Pericles’ Statesmanship: Democratic Imperialism and Transformational Statecraft
29 Pages Posted: 10 Sep 2009
Date Written: September 10, 2009
[enter Abstract Body]In this paper, I argue that Pericles’ statesmanship offers an example of a rarer kind of ambition and the practice of statecraft that is not reducible to the extant theories of leadership in international relations. The realist perspective subjects leaders to the same functional necessity, state survival in the international system. Domestic theories attribute leaders' preferences to the domestic political system, the constituencies they are beholden to, and assume that their foreign policies are universally motivated by the desire to gain and remain in power. Although Pericles worked within the parameters of Athenian democracy and made Athens’ more democratic, his preternatural authority led Thucydides’ description of Athens as a democracy in name only, and effectively the rule of one man. Thucydides invites us to think about the nature of Pericles’ leadership and his political motivation. Did Pericles want to expand democracy out of principle or use the democratic base to attain political power? Was he loyal to his supporters, the laws of the city, divine laws, or to his own ideas and desires? What role did the Athenian empire play in his plans, and why did he pursue the international policies that he did?

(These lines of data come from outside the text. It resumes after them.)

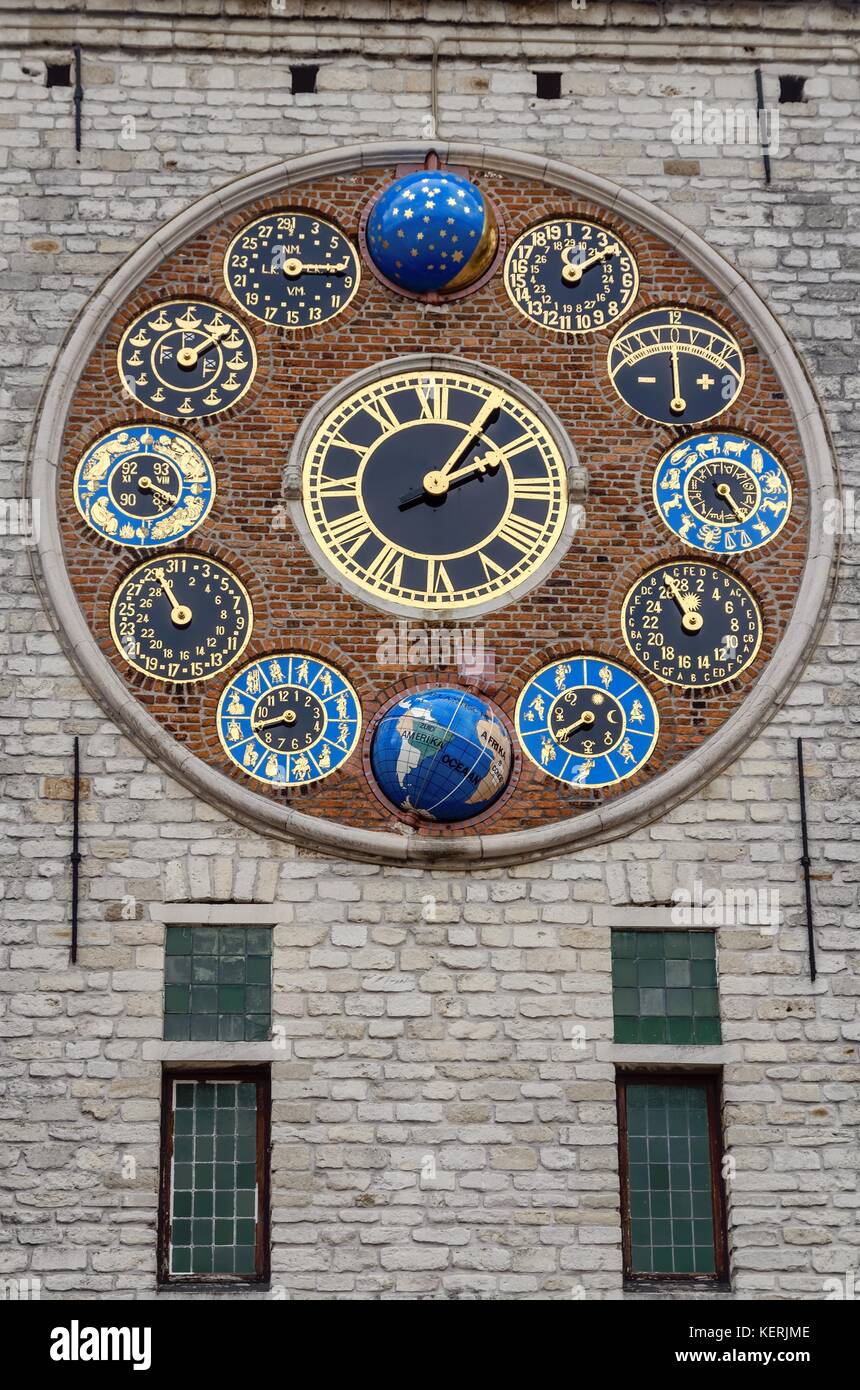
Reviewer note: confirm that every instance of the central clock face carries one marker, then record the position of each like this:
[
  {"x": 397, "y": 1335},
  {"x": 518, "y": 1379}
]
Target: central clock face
[{"x": 435, "y": 489}]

I define Pericles’ political motivation as grander ambition that was expressed in the desire to achieve eternal Athenian glory. Pericles’ political goals were visionary and their implementation depended upon his statesmanship on both domestic and the international levels. Pericles’ tenure in office was long and his influence was unmatched. As such a rare and gifted politician, he could channel his political ambition beyond the desire to sustain his office. Although he maintained popular appeal throughout his rule by satisfying public demands and expectations, as modern theories would predict, what Pericles did most effectively was to actually modify the public’s opinions and political orientation. He made them agree to policies that did violence against their most ingrained habits and sentiments. Therefore, contrary to extant political science theories about politics and policy, Pericles shaped and changed citizens’ preferences, rather than mechanically respond to them.

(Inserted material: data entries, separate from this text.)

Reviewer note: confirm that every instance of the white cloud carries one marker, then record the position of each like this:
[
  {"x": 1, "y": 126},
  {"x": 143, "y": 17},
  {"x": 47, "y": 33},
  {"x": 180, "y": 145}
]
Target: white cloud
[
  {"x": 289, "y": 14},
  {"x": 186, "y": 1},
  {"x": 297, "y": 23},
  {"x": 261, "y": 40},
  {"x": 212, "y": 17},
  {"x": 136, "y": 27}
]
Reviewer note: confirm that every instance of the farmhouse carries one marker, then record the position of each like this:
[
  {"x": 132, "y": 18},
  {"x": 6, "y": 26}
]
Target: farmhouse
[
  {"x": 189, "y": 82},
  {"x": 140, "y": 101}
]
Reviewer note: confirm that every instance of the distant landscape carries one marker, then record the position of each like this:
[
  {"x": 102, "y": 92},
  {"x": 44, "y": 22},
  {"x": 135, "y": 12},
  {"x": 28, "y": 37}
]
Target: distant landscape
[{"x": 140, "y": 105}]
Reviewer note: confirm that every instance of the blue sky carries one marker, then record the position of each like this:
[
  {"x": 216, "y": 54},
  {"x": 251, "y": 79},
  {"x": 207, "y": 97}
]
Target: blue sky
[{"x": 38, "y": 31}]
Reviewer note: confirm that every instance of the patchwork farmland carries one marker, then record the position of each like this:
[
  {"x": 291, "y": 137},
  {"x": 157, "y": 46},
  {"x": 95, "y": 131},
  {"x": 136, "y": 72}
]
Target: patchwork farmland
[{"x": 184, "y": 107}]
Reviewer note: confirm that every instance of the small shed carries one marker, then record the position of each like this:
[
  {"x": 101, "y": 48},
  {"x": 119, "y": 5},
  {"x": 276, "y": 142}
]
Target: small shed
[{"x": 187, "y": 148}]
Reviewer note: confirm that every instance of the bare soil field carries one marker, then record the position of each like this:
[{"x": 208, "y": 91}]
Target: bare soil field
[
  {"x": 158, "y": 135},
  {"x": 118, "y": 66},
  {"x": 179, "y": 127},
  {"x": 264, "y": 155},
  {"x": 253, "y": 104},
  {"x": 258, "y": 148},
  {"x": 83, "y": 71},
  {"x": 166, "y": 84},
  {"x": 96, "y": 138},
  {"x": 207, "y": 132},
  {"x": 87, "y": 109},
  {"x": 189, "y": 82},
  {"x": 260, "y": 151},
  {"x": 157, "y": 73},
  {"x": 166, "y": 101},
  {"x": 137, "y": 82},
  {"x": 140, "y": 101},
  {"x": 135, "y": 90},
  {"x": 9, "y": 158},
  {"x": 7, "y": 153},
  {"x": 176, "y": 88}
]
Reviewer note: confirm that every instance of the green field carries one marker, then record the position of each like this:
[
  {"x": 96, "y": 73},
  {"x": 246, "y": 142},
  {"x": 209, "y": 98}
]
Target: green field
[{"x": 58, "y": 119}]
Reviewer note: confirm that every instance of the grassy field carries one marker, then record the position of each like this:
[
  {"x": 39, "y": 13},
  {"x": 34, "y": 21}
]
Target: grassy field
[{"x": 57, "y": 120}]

The realization of Pericles’ Athenian ideal depended on attaining unrivaled political and moral superiority that was contingent on managing a growing empire. In peace, the expansion and management of the empire was an integral part of Pericles’ international statecraft. As circumstances between Sparta and Athens worsened Pericles shifted his imperial strategy toward a defense of Athens. Pericles’ grand strategy rested on the defense of the empire, because the empire itself was the mechanism that would enable Athens to endure the war. Using a radical defensive strategy, he holed up the Athenians inside the city walls. Pericles’ international decision put his domestic transformation of citizen psychology through two severe tests. First, he called on Athenians to jettison a heroic confrontation on the battlefield and become averse to losses with no prospect of gains, which was radical departure from the abundant benefactions that the empire bestowed on Athenians. Second, Pericles’ well crafted and rationalist defensive strategy was suddenly disrupted by the plague that decimated Athens and eventually struck down Pericles.